Argumentum ad passiones é o nome dado a uma das tantas falácias existentes na lógica e na retórica humana. Ela pode ser traduzida como um apelo à emoção e ocorre quando se usa a manipulação dos sentimentos do receptor (espectador) como forma de convencê-lo da validade de um argumento (fato). No caso da espetacularização jornalística, em especial, pode servir também como método para contornar a ausência de outros aspectos a se noticiar — seja por relevância ou por falta de tempo para apuração e pesquisa sobre o tema abordado.

O humano dentro de nós

Para completar a lista de “justificativas” do apelo jornalístico ao emocional no meio digital, devemos nos atentar agora a perspectiva do grande público que consome todo este material entregue pelos veículos de comunicação.

Não é de hoje que a ciência — em especial a psicologia e a neurologia — sabe que o ser humano possui maior afinidade e interesse em estímulos que possuam elementos que remetam a sua própria “humanidade”, por assim dizer. O rosto, a voz e os sentimentos humanos, quando empregados, por exemplo, em publicidades, têm um maior poder de atração e convencimento do que outros recursos disponíveis.

Também não é de hoje que os veículos de comunicação estão cientes das possibilidades que essa característica humana proporciona. Conteúdos jornalísticos que contenham “estímulos humanos” — seja a fotografia de uma vítima de tragédia, o áudio de um sobrevivente narrando os momentos de fragilidade e perigo, ou a descrição minuciosa em palavras de um evento que comova (para o bem ou o para o mal) — tendem a chamar e a manter a atenção do público de forma eficiente, pois de fato desperta interesse no mesmo.

Ao fim deste artigo, podemos concluir que, apesar de não ser um elemento novo no jornalismo, o apelo ao emocional possui uma penetração maior e mais intensa no meio digital. E isso se dá por uma série de motivos, como a velocidade da informação, a facilidade de recorrer ao emocional e a eficiência que ele possui para garantir uma boa audiência.

Todavia, não podemos nos dar por contentes em compreender um pouco mais sobre este recurso.
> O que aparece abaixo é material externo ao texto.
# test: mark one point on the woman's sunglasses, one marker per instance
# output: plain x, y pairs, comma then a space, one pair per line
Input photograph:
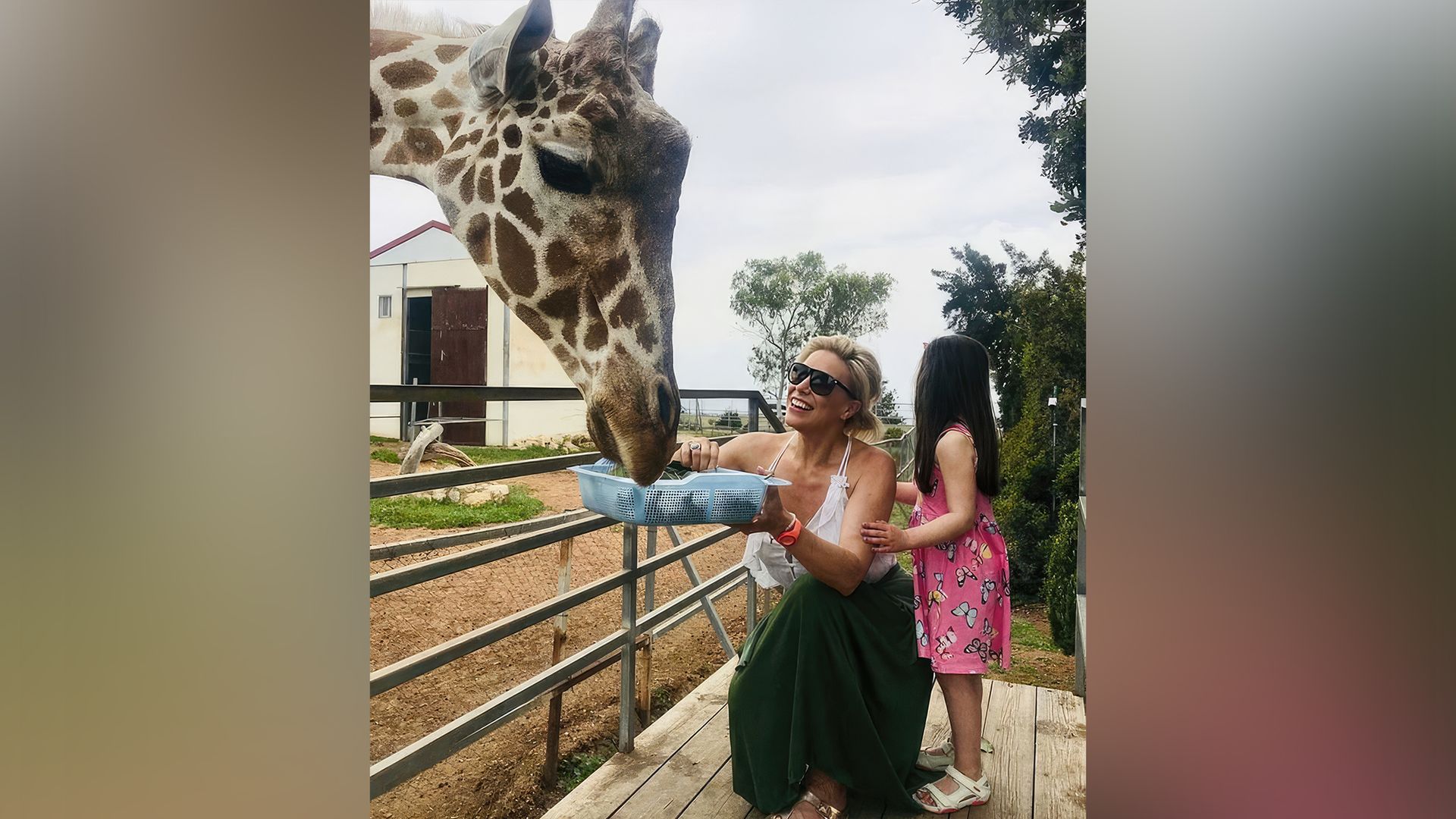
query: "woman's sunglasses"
820, 382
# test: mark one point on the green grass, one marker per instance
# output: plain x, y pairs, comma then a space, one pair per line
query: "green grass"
411, 512
500, 453
577, 767
900, 516
1027, 635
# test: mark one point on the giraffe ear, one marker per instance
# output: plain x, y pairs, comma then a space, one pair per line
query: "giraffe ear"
642, 52
503, 57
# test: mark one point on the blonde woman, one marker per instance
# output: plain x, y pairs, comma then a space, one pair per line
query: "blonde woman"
829, 691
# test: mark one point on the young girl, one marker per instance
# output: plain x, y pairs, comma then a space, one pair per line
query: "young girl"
963, 607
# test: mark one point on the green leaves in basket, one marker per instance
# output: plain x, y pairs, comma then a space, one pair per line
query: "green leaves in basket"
673, 472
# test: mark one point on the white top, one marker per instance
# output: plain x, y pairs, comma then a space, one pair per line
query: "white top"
770, 564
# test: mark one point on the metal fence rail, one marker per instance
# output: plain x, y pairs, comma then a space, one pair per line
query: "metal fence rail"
517, 538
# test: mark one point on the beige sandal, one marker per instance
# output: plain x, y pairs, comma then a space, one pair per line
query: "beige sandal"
967, 793
943, 755
819, 805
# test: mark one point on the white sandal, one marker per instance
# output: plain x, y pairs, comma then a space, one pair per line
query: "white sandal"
944, 755
819, 805
967, 793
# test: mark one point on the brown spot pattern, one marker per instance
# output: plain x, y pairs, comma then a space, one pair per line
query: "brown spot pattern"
629, 309
612, 273
596, 335
449, 169
449, 53
424, 145
532, 319
517, 259
408, 74
560, 260
382, 42
522, 205
397, 155
468, 188
478, 238
509, 167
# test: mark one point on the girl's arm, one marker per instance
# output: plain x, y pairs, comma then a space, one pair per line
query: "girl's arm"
908, 493
840, 566
957, 458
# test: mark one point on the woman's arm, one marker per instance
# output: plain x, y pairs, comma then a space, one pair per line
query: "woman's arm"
908, 493
957, 458
840, 566
739, 453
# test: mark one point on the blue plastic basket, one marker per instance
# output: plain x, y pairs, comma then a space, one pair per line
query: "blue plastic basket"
720, 496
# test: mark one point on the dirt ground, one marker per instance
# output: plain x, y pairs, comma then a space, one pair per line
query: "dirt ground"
498, 777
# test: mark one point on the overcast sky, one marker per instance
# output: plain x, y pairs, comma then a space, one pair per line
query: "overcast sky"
848, 127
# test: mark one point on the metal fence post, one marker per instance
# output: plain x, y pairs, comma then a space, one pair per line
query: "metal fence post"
558, 651
752, 605
644, 678
625, 733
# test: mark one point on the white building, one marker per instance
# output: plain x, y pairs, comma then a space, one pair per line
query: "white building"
459, 333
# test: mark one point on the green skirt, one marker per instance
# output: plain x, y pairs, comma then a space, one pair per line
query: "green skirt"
835, 684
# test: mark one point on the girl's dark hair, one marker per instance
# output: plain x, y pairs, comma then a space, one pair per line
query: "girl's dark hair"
954, 384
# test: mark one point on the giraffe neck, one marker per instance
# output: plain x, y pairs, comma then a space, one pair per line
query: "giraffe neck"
419, 102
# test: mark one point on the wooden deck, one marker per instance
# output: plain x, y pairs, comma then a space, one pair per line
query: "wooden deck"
682, 770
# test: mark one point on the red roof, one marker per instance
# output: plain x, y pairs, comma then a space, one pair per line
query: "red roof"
411, 235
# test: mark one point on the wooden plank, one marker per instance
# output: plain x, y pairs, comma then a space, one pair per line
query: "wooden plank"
1011, 725
613, 783
1062, 755
718, 800
673, 787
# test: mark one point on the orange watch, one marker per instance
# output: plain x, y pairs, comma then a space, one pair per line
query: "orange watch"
791, 535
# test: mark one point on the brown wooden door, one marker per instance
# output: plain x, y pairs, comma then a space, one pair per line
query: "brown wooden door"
457, 344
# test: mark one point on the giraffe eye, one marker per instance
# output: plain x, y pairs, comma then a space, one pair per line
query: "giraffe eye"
563, 174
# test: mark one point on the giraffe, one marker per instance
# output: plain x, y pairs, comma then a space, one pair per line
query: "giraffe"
561, 175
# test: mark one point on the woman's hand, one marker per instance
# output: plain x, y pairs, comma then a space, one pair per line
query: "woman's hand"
772, 518
698, 455
884, 538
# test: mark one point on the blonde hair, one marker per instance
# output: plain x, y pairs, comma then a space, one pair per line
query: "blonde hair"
864, 379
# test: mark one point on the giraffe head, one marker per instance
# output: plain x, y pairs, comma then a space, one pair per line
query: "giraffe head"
563, 181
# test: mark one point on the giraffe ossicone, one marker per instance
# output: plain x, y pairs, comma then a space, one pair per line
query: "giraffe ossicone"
561, 175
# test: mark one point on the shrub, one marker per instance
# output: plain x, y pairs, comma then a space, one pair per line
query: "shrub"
1059, 588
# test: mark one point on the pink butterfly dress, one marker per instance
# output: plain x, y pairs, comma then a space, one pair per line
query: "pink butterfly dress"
962, 599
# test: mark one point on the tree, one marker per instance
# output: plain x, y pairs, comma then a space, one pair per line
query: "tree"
886, 410
1031, 318
1041, 44
788, 300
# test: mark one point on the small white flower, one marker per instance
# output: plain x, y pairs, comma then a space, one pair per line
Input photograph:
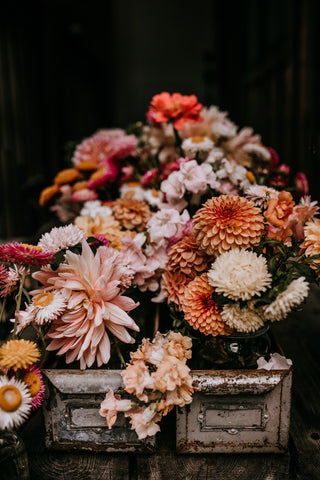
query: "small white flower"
15, 402
292, 297
240, 274
61, 237
247, 319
Deve-se sempre ter em mente que ele é um fator que prejudica a produção jornalística, pois desvia o foco das notícias e afeta a apuração dos fatos a serem abordados. Além do mais, o mesmo é um dos grandes responsáveis por estreitar a margem que divide o jornalismo do entretenimento, o que em muitas perspectivas é mais um fator a avariar a nossa profissão.